If she's just being a horrible brat then I'd treat her like one TBH, and start a respect = respect system, where she learns to show respect to you, and she earns the things she likes/ make her 'grown up' back.

Nomama · 11/08/2014 18:04

One sentence: How dare you?

Second sentence: Get out of my sight until you can apologise.

Third sentence: Do that again and you won't live long enough to go to any university

Or you could just start doing what the GPs do. When she complains tell her you fully understand why you and her sister are an embarrassment and you will help her ensure she doesn't join you....

Otherwise, I am speechless. She must be feeling very unsure of herself to be that nasty, surely?

Lottiedoubtie · 11/08/2014 18:05

She was rude to you in front of friend?

I think once friend has gone I would sit her down and tell her she has a choice. She can discuss her rudeness with you like a civil adult or she can be simply punished.

So if she's calm/polite have a productive conversation about-
-the dangers of academic snobbery.
-how rude it is to show herself up in front of a guest.
-how disrespecting you/your choices, in your own house will not be tolerated.
-how with just days to go until the A Level results go out she needs to show her sister some basic compassion. (Include briefing on what's acceptable to say/not say when results actually come out).

If she apologises and seems to understand leave it there.
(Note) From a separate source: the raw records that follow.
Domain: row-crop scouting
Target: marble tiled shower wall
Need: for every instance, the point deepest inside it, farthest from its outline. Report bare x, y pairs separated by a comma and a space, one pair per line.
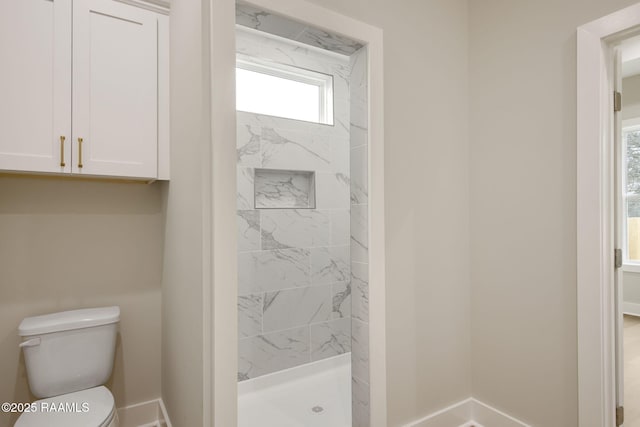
359, 129
294, 300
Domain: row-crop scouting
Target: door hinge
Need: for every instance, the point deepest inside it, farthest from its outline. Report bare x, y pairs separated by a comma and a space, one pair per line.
619, 415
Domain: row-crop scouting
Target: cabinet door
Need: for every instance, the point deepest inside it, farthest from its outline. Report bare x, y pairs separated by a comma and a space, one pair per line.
115, 90
35, 85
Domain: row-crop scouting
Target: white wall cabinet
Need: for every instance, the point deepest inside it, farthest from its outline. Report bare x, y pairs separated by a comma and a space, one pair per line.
82, 86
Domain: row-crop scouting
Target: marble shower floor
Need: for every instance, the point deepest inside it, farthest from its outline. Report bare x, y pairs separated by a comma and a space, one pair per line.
313, 395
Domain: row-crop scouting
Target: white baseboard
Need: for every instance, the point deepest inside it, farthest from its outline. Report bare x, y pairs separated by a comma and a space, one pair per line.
146, 414
468, 413
631, 308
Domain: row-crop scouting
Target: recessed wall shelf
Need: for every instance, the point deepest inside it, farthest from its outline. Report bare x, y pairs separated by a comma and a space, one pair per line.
284, 189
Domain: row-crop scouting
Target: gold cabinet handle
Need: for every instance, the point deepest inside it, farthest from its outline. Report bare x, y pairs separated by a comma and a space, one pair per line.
62, 163
80, 140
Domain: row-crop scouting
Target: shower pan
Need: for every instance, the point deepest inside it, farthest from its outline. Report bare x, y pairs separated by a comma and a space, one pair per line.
302, 217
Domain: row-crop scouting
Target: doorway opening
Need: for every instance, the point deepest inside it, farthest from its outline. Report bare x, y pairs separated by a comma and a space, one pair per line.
606, 217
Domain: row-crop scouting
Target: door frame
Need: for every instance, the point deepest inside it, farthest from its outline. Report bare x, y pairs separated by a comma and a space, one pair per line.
595, 216
220, 307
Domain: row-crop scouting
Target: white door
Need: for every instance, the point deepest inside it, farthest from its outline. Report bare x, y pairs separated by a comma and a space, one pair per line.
35, 85
115, 90
619, 232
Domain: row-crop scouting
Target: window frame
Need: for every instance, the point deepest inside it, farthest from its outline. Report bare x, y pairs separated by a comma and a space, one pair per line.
324, 82
628, 125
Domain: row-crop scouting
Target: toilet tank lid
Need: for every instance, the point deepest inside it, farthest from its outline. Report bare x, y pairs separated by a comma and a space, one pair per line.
68, 320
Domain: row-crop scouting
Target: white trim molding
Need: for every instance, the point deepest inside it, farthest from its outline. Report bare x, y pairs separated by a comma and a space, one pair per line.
595, 233
151, 414
468, 413
631, 308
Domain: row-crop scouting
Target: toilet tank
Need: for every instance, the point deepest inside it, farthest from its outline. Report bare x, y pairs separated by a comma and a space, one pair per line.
69, 351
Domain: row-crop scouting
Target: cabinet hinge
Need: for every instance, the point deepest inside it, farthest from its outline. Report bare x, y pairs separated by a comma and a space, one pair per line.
617, 101
619, 415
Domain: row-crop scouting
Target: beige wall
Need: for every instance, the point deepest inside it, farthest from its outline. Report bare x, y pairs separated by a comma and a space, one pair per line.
631, 97
523, 170
76, 244
426, 164
182, 282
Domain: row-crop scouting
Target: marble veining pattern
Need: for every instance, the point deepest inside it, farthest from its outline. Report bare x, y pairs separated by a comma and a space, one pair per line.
292, 307
333, 191
248, 230
359, 176
268, 353
340, 222
245, 189
330, 265
341, 300
359, 233
248, 145
289, 149
284, 189
296, 285
360, 403
265, 271
249, 315
360, 350
294, 228
358, 127
360, 291
252, 17
330, 338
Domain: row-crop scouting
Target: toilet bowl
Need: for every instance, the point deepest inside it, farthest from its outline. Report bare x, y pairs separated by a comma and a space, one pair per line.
68, 358
87, 408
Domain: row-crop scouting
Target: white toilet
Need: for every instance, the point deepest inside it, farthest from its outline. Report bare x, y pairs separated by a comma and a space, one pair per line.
69, 356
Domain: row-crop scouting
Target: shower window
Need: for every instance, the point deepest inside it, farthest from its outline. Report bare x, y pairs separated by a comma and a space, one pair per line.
631, 193
283, 91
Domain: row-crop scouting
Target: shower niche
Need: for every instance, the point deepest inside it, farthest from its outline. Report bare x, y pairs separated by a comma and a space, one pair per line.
302, 204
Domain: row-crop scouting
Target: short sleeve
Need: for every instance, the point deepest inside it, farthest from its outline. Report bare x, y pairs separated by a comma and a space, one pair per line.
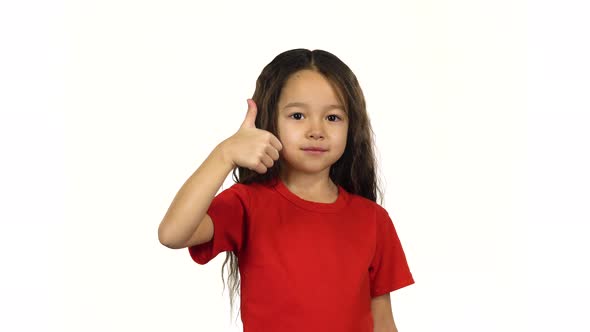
228, 211
389, 268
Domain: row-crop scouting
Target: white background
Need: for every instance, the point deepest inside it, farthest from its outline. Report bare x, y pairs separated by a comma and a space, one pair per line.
480, 110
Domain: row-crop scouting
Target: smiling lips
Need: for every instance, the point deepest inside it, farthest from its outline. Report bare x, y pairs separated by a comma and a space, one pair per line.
314, 149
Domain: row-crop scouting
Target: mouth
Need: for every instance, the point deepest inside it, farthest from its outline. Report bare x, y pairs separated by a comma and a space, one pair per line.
314, 150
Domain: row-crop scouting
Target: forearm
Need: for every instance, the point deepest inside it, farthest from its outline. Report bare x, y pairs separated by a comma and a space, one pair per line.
190, 204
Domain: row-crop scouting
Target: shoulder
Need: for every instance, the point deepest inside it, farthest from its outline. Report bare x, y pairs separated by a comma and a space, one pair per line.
365, 204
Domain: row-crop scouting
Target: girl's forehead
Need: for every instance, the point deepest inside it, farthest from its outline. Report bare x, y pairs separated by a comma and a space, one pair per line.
309, 90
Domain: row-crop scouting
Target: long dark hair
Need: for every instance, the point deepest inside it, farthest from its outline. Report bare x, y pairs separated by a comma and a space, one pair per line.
355, 171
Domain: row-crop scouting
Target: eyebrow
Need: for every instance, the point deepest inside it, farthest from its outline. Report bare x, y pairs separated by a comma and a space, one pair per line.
304, 105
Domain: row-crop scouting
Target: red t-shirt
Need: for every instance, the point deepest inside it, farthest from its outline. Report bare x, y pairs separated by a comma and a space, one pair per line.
305, 266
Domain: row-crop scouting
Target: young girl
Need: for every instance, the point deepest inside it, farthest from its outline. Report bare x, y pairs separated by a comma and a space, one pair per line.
315, 250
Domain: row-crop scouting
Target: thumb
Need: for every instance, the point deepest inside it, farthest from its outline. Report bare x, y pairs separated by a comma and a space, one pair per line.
250, 115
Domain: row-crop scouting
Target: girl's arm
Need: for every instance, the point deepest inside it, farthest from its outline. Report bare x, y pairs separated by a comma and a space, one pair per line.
249, 147
382, 314
190, 204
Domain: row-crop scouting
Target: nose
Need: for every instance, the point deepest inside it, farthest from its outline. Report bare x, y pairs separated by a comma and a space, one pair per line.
316, 131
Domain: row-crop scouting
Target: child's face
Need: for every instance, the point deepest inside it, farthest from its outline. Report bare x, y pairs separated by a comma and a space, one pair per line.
305, 120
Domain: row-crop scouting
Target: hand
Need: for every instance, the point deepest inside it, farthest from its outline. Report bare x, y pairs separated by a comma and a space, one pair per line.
250, 147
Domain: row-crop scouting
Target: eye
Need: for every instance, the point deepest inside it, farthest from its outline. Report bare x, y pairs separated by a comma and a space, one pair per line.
295, 114
334, 116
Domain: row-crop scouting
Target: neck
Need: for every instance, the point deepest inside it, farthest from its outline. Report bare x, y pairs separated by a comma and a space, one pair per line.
317, 183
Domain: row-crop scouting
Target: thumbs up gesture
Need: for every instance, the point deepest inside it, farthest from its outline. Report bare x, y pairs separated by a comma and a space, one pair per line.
250, 147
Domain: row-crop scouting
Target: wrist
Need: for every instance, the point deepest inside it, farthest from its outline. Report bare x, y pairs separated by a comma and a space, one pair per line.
222, 150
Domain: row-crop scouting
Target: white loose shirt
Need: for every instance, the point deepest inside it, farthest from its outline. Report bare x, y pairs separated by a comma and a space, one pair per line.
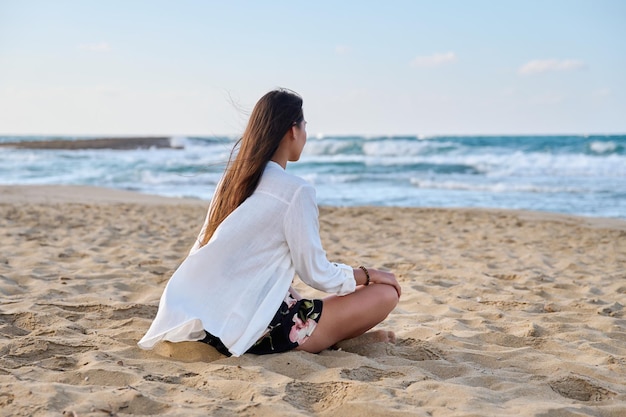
233, 285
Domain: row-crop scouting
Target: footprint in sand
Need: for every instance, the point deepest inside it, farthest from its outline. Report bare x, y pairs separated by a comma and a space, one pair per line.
580, 389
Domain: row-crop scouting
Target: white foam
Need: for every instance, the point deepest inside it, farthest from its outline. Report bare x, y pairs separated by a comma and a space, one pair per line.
602, 147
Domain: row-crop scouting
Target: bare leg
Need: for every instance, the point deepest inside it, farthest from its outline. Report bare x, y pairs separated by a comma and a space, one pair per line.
352, 315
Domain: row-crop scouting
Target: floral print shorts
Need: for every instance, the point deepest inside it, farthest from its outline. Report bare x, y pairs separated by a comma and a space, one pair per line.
291, 326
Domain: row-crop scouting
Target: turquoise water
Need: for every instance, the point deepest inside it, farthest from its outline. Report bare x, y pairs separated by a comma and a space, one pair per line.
583, 175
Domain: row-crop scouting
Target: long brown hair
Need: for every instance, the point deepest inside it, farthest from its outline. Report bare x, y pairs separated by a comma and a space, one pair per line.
272, 117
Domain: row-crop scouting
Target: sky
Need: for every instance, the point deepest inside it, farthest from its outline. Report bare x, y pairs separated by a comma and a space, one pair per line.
185, 67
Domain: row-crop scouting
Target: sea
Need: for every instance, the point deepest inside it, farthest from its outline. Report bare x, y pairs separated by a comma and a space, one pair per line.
573, 174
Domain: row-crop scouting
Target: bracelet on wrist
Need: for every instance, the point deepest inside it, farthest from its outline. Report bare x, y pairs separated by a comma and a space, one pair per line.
367, 275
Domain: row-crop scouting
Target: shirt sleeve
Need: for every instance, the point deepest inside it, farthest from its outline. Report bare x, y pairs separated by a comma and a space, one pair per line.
309, 258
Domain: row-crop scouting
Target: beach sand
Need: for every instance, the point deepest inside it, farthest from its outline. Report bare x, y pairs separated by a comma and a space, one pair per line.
503, 313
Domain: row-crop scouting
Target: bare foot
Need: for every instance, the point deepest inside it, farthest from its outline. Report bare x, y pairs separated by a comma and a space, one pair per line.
375, 336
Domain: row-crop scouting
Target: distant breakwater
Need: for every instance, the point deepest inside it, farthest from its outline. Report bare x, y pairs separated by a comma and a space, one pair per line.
129, 143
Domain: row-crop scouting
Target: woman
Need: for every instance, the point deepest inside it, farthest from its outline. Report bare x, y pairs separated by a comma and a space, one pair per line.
233, 291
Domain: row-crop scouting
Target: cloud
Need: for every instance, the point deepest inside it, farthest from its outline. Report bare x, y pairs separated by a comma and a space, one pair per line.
95, 47
601, 93
433, 60
539, 66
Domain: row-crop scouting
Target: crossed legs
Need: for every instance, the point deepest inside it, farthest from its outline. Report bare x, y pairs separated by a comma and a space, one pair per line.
349, 316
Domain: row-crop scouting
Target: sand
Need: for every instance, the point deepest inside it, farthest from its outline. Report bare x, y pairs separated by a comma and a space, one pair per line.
503, 313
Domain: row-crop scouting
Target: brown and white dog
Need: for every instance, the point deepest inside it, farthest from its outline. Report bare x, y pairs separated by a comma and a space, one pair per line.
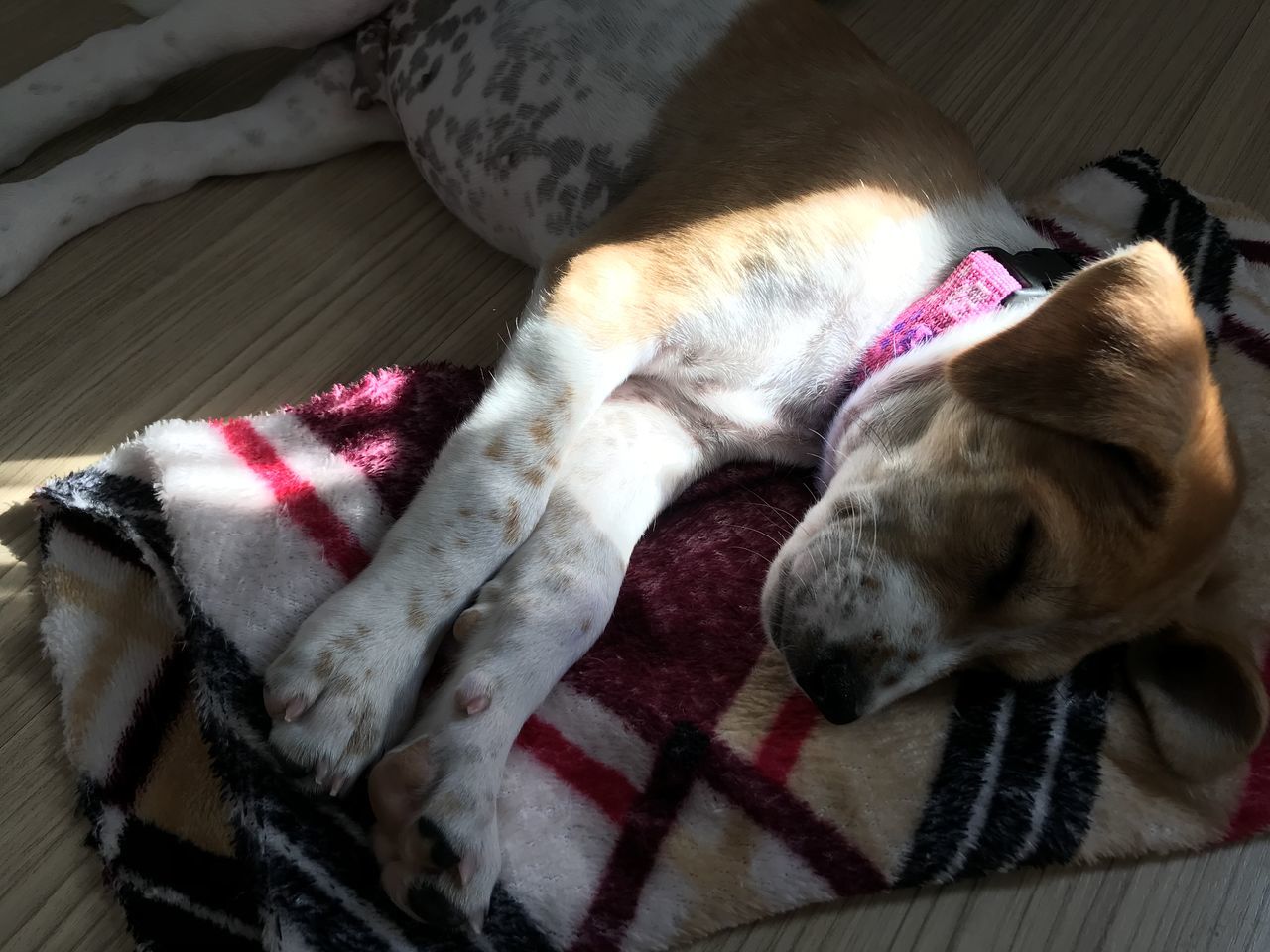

If she won't participate properly in this conversation tell her she is clearly too immature to engage in a mature conversation so she will be punished for rudeness like a small child. Confiscate phone/all other technology for a week or until she engages in the above conversation, whatever is soonest.

smokepole · 11/08/2014 18:08

Its not an inferior University .DD1 is Hopefully doing 'Forensic Science ' @ Leicester. She wants to eventually join the Police Force after the degree.

Hawthorn. Thanks for the Encouragement .
DD2 is going in to year 11 so may now feel , its time to deliver and that expected grades mean nothing ,hence the behaviour as a form of release.

OP posts:
Mummytoagorgeouschops · 11/08/2014 18:10

Tell her to move out, get a job, pay her bills/rent/transport costs while she still knows it all.

Little mare!

queenofthemountain · 11/08/2014 18:19

DD1 admitted to being anxious and worried about her A2 results. DD2 said " Don't worry you can always do an Open University Degree If you fail"

so from that you get to

She wanted to upset DD1 who has done 'brilliantly' from a Secondary Modern in Kent to be on course for BBB or ABB

How do you figure that out She was probably just saying that the OU was out there as an option.You sound as though you have a bit of a chip on your shoulder.
Has she does just done her GCSEs.With all the talk of A2 results it has probably raised her own anxieties about her own results next week.

ReallyTired · 11/08/2014 18:20

I suspect the reality is that your dd2 feels insecure and knows that she is not as bright as older sister. Perhaps your younger daughter sees school success as defining her as a person. Is she struggling to keep up with her classmates?

It's not really an option to kick out an awful 15 year old. There are no easy answers.